After acquiring a sewing machine for working on your denim fabrics, the first step is to set it up before use.
Though each machine comes with its own instruction manual to help you set it up, special preparation is required before sewing on denim because it is a thick fabric that requires a different approach.
To help you in doing this, the guide below shows you the items and steps required specifically for denim and after going through them, you will be able to create jeans stitches without harming the machine or any other attached equipment.
Which needle to use
Because denim is a tough fabric, it is advised to use heavy-duty needles that are specially made for sewing denim or a universal one that’s at minimum size 90/14. If the denim is too thick, switch this to a size 100/16 needle so that it does not break.
Structurally, the needle should have a reinforced blade construction and this will help to minimize the risk of breaking, bending, or skipping stitches.
Once you have identified such a needle, the next step is installation and this is not a difficult task. Simply push the needle into the clamp until you hear it click into position, then tighten the clamp screw firmly using a screwdriver or Allen wrench.
Which thread to use
Apart from the heavy-duty needle, you also need to use heavy-duty jeans thread, especially when putting in some topstitching.
If such a thread is not available, you can substitute it for a strong polyester thread or upholstery thread, and this comes in very handy when flat-felling.
Alternatively, you can just use 2 spools of thread at once to achieve the same strength and outcome, but this is not recommended.
As for the threading, the process is no different compared to using a regular thread, in which you are supposed to fill the bobbin and then thread the upper and lower part of the machine.
The best speed settings
Even if you like stitching at fast speeds, with denim, you have to slow it down a bit because the machine will be having a hard time stitching through.
Additionally, you also need to move at a slow pace so that you do not make any mistakes when lining out the stitches.
To determine the best speed that works for you and your machine, it is recommended that you practice first using scrap jeans fabric at different speeds. This will help you pick the most optimal pace where you are neither too slow to delay the work nor too fast to ruin the stitching.

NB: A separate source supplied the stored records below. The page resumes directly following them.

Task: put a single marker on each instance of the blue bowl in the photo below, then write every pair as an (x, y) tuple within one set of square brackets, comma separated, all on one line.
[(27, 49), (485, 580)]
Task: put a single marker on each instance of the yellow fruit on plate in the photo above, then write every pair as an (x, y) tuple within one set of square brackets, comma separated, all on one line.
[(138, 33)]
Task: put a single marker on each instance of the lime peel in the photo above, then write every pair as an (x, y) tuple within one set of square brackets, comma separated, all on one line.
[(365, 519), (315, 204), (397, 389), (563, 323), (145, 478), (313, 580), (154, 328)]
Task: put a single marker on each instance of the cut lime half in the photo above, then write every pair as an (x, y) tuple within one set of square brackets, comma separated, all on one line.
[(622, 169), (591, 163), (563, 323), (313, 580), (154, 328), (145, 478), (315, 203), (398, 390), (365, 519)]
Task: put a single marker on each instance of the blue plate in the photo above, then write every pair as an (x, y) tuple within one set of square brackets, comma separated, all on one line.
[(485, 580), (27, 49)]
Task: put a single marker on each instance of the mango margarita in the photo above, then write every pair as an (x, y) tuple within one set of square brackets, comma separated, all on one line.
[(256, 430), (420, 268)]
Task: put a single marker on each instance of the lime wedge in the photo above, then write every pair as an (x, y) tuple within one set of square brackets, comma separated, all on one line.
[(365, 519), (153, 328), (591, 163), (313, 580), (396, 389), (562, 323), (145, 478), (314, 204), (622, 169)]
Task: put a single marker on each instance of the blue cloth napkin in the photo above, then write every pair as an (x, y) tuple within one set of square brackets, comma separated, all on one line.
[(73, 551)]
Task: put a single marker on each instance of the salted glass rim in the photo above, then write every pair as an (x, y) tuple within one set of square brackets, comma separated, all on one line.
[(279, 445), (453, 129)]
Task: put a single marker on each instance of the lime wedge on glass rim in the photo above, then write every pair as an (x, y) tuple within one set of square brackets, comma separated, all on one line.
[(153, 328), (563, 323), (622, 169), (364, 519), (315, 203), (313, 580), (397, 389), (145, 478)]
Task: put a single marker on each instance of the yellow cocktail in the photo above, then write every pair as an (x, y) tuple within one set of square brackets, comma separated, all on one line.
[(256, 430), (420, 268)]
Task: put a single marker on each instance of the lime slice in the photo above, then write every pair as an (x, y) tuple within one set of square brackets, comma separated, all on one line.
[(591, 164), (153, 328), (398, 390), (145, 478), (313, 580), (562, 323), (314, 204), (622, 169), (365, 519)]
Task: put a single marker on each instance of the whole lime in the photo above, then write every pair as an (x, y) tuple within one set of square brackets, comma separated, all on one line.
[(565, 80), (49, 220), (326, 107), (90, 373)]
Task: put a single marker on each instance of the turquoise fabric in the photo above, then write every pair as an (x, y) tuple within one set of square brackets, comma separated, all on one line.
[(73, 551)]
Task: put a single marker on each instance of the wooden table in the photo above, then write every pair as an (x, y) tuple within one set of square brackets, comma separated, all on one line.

In most cases though, you will find that the best speed for denim sewing is about 800 to 1100 stitches per minute. With this in mind, you can adjust the speed slider controller to the pace that works for you.
Thread tension to use
Thread tensioning is basically the control of how tight the spool and bobbin thread is pulled. This is usually set manually on most machines, which have a variable setting from loose to tight.
Most sewing machines come with a manual that you can refer to on the tension that is required for different fabrics but generally, you need a higher tension for thick and tough fabrics such as denim.
The top tension dial is numbered or labeled differently in different machines, but in most cases, you get a range of 0 to 9, which indicates loose to tight respectively.
With the normal setting being at the middle (4), you will have to adjust this to a higher number by turning the tensioning dial that is located either at the front or top part of the machine.
Type of presser foot to use
Even though a standard presser foot might work, it is recommended to install one that is specifically suited for denim such as a roller foot, which actually contains rollers that help in feeding in the fabric as the rollers rotate. This reduces the friction in the feeding process while also preventing slipping, puckering, or jamming, giving you an easier time.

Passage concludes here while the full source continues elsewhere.